In step S104, the reading unit 232 determines whether image data is present in the source storage medium. The determination can be performed by, for example, causing the reading unit 232 to refer to directory information in the source storage medium and to check whether the directory information includes a data name that has a specific filename extension (e.g., .jpg). If, in step S104, the image data is not present in the source storage medium, processing shown in FIG. 2 is completed. If, in step S104, the image data is present in the source storage medium, the processing proceeds to step S106.

In step S106, the reading unit 232 reads a plurality of image data from the source storage medium and stores the plurality of image data into the storage region 224.

In step S108, the reading unit 232 determines whether metadata (group of analysis data) is present in the source storage medium. The determination can be performed by, for example, causing the reading unit 232 to refer to directory information in the source storage medium and to check whether the directory information includes a data name that has a specific filename extension (e.g., .mf). If, in step S108, the image data is not present in the source storage medium, processing shown in FIG. 2 is completed. If, in step S108, the image data is present in the source storage medium, the processing proceeds to step S110.

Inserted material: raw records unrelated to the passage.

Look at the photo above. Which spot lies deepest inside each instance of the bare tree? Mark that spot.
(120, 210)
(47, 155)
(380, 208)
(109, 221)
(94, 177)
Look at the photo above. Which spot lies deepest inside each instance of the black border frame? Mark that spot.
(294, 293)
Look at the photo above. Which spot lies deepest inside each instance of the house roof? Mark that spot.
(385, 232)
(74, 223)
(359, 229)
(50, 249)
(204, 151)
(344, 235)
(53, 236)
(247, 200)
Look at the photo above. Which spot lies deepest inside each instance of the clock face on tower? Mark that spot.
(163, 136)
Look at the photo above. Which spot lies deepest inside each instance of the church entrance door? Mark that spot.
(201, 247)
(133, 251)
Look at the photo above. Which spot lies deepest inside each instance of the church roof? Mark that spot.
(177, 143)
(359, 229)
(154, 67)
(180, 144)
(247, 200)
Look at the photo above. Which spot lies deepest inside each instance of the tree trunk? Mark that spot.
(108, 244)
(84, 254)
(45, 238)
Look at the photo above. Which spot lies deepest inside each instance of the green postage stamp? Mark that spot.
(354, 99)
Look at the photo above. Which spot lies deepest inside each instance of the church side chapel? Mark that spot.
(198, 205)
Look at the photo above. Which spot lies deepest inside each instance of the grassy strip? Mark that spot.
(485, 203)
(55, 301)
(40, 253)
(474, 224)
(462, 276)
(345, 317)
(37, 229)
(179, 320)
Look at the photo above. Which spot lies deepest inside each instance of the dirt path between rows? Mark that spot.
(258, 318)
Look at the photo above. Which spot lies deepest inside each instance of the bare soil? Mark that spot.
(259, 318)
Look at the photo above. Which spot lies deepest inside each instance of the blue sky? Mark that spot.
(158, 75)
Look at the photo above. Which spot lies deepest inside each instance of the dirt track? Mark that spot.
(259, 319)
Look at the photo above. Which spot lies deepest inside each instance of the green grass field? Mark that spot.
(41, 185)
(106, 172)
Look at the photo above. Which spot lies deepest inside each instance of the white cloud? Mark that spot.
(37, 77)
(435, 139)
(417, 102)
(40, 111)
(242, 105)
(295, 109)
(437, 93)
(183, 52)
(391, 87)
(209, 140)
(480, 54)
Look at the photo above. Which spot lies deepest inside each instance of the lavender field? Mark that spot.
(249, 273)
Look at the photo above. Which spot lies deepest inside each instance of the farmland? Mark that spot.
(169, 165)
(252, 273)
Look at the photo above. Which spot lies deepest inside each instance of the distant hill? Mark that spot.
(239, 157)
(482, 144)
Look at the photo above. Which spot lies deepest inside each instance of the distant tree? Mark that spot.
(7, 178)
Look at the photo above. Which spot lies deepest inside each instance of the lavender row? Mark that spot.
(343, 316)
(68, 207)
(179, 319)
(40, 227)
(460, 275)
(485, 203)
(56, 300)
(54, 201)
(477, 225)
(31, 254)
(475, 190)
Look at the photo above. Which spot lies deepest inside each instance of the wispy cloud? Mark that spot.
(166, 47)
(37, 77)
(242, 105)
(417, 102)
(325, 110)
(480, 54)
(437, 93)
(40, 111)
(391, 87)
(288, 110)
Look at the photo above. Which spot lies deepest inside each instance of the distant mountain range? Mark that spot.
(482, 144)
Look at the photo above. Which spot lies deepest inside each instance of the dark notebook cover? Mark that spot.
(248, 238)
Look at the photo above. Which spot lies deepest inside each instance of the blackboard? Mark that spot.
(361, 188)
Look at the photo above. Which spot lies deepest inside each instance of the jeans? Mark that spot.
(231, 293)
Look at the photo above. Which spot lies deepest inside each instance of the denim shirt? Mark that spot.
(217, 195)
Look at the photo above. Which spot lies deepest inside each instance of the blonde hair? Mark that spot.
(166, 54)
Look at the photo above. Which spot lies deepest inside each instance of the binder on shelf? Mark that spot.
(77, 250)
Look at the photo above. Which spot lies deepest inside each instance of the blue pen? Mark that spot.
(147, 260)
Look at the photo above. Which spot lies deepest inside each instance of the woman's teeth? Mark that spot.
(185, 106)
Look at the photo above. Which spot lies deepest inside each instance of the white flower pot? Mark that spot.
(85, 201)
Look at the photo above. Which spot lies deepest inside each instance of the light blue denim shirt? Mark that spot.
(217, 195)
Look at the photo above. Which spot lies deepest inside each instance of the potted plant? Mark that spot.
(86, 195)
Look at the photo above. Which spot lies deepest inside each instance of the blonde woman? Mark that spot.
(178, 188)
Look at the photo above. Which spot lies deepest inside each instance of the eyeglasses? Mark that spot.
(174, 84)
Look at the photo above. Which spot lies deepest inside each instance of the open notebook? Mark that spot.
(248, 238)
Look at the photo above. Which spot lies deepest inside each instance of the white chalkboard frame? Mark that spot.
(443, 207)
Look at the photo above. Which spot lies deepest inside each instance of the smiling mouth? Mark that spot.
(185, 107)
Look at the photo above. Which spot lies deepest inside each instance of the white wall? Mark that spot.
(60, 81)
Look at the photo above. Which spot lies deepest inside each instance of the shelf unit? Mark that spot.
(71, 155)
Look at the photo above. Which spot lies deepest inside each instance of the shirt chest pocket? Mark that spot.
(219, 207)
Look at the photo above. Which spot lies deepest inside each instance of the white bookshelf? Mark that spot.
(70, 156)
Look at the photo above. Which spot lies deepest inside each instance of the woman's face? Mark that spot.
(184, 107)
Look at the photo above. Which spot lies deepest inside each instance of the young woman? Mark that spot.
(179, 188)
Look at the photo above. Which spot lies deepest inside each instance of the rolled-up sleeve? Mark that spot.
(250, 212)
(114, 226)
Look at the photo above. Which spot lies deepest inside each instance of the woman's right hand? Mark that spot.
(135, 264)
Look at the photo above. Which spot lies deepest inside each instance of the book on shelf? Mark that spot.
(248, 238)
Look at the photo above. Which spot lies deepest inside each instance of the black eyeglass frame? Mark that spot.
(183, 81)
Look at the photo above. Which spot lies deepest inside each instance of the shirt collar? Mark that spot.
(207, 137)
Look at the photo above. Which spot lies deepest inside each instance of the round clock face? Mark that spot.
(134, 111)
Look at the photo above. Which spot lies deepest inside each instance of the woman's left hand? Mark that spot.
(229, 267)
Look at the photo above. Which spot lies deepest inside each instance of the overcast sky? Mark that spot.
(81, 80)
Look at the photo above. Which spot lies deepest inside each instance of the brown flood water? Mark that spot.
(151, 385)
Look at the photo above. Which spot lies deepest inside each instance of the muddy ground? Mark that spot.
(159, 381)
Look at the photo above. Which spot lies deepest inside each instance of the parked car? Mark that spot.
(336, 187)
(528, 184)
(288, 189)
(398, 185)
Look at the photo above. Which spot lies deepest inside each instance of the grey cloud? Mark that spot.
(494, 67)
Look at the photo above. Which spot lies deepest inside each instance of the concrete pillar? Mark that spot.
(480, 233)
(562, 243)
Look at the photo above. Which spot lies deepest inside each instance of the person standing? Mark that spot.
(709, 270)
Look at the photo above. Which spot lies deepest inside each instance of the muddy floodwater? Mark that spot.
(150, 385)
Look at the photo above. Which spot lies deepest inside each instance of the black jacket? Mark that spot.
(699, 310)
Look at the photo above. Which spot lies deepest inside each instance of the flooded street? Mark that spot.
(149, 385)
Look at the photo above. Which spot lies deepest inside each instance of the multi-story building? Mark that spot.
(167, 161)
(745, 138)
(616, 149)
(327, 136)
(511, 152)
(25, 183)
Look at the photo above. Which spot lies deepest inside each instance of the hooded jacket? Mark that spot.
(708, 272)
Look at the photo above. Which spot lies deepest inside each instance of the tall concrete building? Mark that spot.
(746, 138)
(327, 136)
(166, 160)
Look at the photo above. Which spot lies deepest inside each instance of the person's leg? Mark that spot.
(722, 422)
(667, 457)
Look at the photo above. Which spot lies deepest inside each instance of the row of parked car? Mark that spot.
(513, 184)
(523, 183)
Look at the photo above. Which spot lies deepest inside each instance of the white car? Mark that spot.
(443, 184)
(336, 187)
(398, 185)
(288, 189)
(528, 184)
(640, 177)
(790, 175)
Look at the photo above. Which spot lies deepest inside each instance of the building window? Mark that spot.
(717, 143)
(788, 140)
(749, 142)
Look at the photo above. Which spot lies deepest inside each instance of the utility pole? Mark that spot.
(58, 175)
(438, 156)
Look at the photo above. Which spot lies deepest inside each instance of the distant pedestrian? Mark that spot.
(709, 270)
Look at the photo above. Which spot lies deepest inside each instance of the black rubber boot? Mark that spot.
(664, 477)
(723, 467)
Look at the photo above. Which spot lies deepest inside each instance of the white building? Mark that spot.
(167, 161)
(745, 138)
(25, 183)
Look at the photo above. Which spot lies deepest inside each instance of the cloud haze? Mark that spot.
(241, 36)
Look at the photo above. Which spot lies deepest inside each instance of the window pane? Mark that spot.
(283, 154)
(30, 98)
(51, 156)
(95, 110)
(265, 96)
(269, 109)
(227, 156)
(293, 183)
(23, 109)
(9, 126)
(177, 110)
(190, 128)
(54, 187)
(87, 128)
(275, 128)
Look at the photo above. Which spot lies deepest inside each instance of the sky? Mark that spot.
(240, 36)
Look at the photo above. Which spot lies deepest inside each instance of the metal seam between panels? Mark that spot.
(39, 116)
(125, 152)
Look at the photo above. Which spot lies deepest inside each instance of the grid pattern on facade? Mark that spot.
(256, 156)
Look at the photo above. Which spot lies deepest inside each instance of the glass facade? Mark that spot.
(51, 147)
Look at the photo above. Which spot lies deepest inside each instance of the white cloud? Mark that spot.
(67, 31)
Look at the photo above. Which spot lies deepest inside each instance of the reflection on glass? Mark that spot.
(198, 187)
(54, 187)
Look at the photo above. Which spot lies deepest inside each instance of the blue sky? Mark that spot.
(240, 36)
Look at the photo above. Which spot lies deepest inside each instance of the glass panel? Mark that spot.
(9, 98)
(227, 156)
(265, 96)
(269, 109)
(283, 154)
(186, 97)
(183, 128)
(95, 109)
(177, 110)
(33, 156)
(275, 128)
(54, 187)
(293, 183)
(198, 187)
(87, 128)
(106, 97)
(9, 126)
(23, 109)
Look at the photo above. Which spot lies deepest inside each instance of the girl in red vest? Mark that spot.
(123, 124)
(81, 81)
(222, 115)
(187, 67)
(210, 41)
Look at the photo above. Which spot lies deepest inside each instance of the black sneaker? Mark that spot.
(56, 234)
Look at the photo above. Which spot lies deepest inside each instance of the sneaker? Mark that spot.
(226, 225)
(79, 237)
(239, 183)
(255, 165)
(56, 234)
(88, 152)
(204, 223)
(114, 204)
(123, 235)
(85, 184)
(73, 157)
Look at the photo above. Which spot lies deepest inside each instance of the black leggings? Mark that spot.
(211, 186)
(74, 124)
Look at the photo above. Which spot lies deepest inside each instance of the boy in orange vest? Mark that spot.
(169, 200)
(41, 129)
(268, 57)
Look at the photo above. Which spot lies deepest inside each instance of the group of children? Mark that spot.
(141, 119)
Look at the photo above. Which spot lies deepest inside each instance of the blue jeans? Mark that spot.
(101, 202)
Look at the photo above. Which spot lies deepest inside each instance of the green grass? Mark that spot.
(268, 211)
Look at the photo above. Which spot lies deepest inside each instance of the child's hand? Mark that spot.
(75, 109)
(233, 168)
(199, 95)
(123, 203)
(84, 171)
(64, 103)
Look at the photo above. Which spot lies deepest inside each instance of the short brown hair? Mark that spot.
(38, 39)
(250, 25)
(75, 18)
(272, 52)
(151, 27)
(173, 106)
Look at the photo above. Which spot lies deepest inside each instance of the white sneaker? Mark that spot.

In step S110, the reading unit 232 reads the metadata (group of analysis data) from the source storage medium. At this time, the image analysis unit 234 registers a plurality of first analysis data contained in the metadata corresponding to the plurality of image data into an analysis table TB within the storage region 224.

Here, it is assumed that a plurality of image data is present in the source storage medium and metadata (group of analysis data) is not present therein. That is, it is assumed that a plurality of second-type image data is present in the source storage medium. In this case, processing of step S110 is not performed. A case in which processing of step S110 is performed will be described below.

A-2-2 Generation of Print Data

FIG. 3 is a flowchart that shows a procedure of print-data generating processing performed in the printer 200.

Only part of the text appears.